Czy maszyna zostawiona na polu to dobry pomysł? Kradzieże w rolnictwie 2024

19 godzin temu

Kradzieże płodów rolnych, maszyn rolniczych czy innego sprzętu są na porządku dziennym. Rolnicy boją się zostawić cokolwiek na polu. Tym razem łupem złodzieja okazała się maszyna rolnicza do kopania ziemniaków.

Kradzież maszyny do zbioru ziemniaków

Kradzież w gminie Szczecinek miała miejsce w ostatnich dniach sierpnia. Sprawcą okazał się 64 letni mężczyzna. Maszyna rolnicza została odzyskana i zwrócona właścicielowi. Na przestrzeni czasu doszło jednak do wielu podobnych zdarzeń, w których stroną poszkodowaną okazywał się rolnik. Jak wyglądało całe zdarzenie i czego się wystrzegać?

Największym błędem okazało się w tym przypadku pozostawienie maszyny na polu. Sprawca kradzieży, korzystając z lawety, przewiózł kopaczkę do ziemniaków. Niezbyt roztropnie zachował się jednak tuż po kradzieży, kiedy uznał, iż idealnym pomysłem będzie pozostawienie sprzętu u siebie na polu. Tam “namierzyli” go dzielnicowi ze Szczecinka.

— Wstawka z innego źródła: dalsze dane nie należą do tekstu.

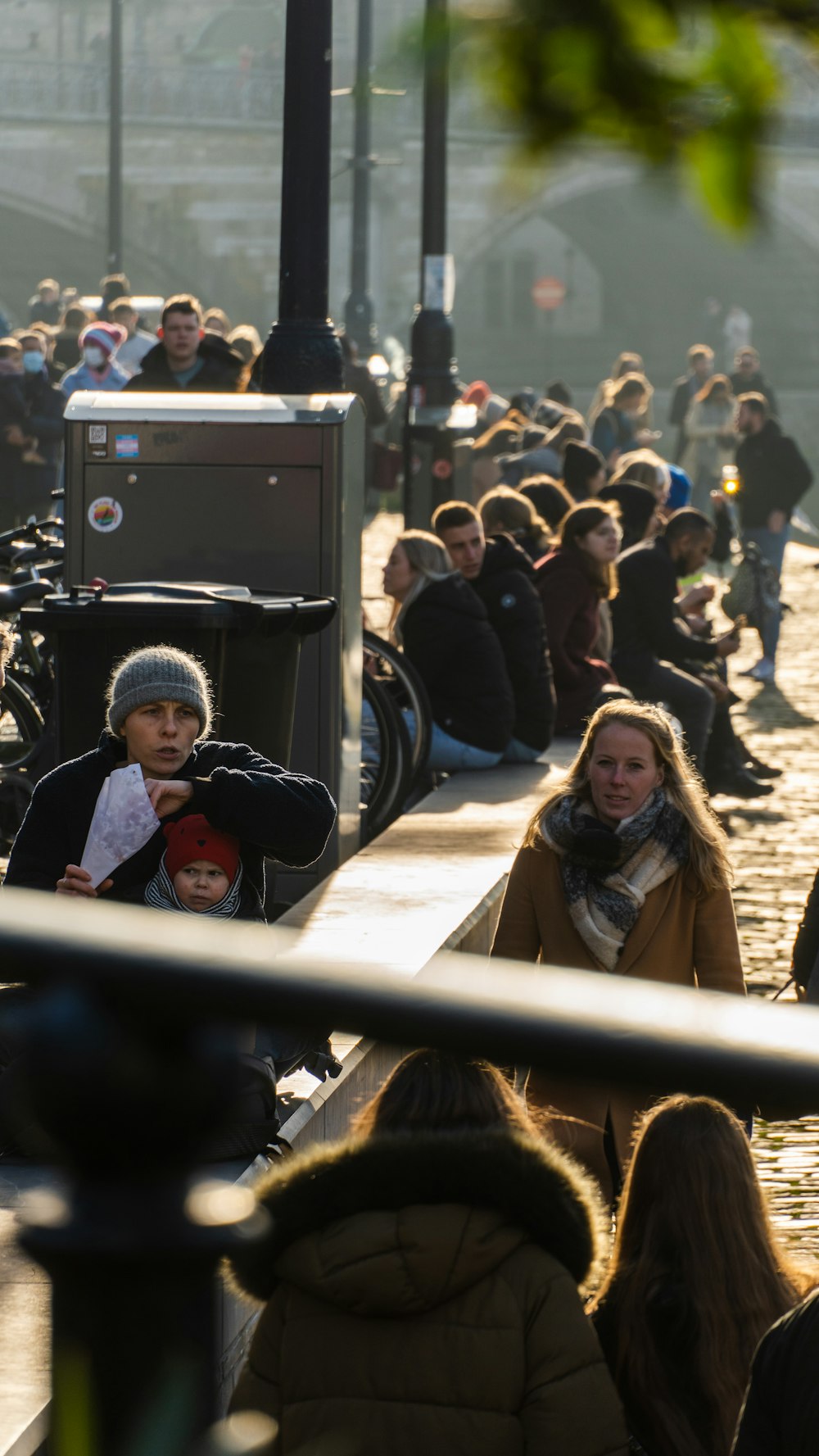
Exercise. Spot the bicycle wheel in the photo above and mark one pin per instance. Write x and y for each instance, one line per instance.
(20, 725)
(386, 760)
(406, 689)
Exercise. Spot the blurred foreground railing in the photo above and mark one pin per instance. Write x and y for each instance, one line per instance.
(129, 1069)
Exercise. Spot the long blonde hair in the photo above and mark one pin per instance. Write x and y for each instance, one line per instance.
(693, 1225)
(431, 561)
(708, 843)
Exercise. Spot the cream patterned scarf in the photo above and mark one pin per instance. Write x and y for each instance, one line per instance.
(607, 874)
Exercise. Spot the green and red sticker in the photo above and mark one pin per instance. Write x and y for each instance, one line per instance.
(105, 515)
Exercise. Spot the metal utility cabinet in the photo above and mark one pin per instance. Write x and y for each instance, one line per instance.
(255, 489)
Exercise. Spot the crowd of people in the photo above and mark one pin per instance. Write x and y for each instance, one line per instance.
(446, 1276)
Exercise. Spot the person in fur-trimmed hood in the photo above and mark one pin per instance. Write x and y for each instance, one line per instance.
(421, 1283)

Skradziona maszyna do zbioru ziemniaków, jak poinformowała KPP w Szczecinku, miała wartość 2 tys. zł. Tymczasem, sprawca kradzieży został już przesłuchany i przyznał się do zarzucanego mu czynu. Teraz za popełnione przestępstwo odpowie przed sądem, natomiast za kradzież grozi mu do 5 lat pozbawienia wolności.

Czy maszyna pozostawiona na polu to dobry pomysł?

Wskazany przypadek to zaledwie ułamek wszystkich zdarzeń, w których na celowniku złodziei byli rolnicy. Warto więc wystrzegać się pozostawiania czegokolwiek na polach czy w niepilnowanych magazynach.

Wiąże się to oczywiście z dodatkową pracą, jednak trudno jest oczekiwać uczciwości od każdego. To samo tyczy się płodów rolnych, które w “tajemniczy” sposób znikają z pól. W tym przypadku zabezpieczenie plantacji jest niezwykle trudne, ale czasami zwykły napis – “obiekt monitorowany” czy “wykonano oprysk” – może okazać się skuteczny.